You Can’t Go Home Again
Rationally, we know it’s not the case, but the temptation is to assume that, when we leave a place, it’s in a time capsule, just waiting for us to return. Of course, that’s not the case, but it’s tempting…
Our first (rented) house in Perth looks identical to how we left it, about 15 years ago. We were casting around the streets we hadn’t seen for 11, trying to find it, and first found the park that we used to walk to with the girls when they were 1 and 4, and tracked back ‘home’ from there.
Then the house we built also looked very similar: the new owners have added some fences and gates, and a tree on the verge in front that we saw planted by the council as a sapling is now about 6 or 7 metres tall and very bushy. But the house – we chose the bricks and the paint colours and roof style and modified the plan – is just as it looked all those years ago. I posted a pic on Facebook, so check it out there if you’re interested.
But then, we went back to our old church, Fremantle, yesterday morning. It seemed like a pretty efficient way to catch up with a lot of old friends in a short space, and had a lot of good memories associated with it. When we arrived we were redirected from the church building to the hall – apparently the ceiling was falling in. It seems almost too much like a literary device, but it’s an appropriate symbol for the church community itself.
When we were there, it was a vibrant community of about 150 people or all ages, with a rocking worship band and a warm welcome for everyone. The warm welcome was still there, but perhaps there were 30 or 40 people in the hall, most of them well past retirement age (but still a couple of young families). Some ladies volunteered to lead the singing and did a great job, but it was old-school hymns from the hymn book with a piano. The sermon was great too, but all the worship-style progress we argued so much about 15 years ago is as though it never happened.
I had a long chat with an old friend about what had happened, and there were a variety of vicissitudes mentioned, but his take on the key issue was ‘We lost our vision’. Yep.
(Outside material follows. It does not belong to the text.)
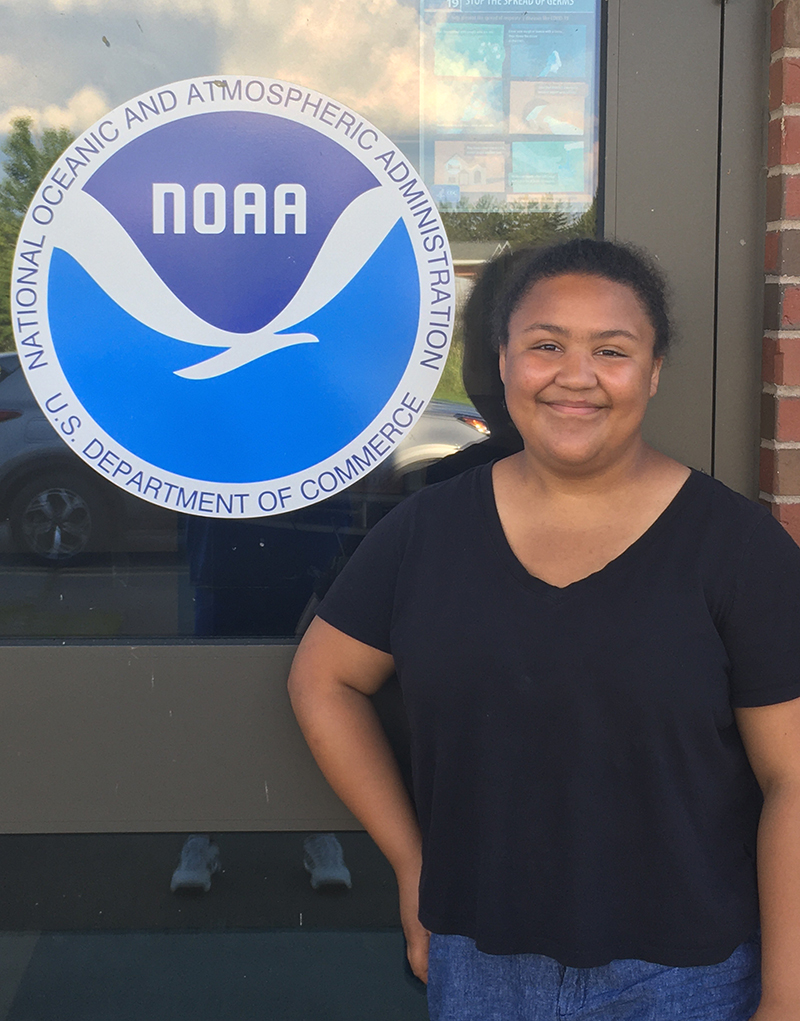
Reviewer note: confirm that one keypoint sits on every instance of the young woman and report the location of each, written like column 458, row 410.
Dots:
column 599, row 652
So, the world moves on when we go away (and there was a facetious (I hope) suggestion that our nicking off to Canada was the beginning of the end!) That ‘home’ isn’t there for us any more, even if we did come back to Perth. (More later about Perth and why that’d be tempting…)
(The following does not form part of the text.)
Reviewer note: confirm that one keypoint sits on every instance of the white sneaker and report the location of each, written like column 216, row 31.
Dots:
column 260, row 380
But one other thing came out of this trip back: I thought to myself ‘Best years of our lives were here’. And in a way it’s true: in the 6 years we were here, Cassie and Alex grew from 4 and 1 to 10 and 7, and I completed my PhD, Sue completed her degree, and we had a lot of fun. Great years. But honestly, they’ve *all* – in Perth, Canada and Brisbane, and PNG before that – been the best years of our lives. And there are more to come.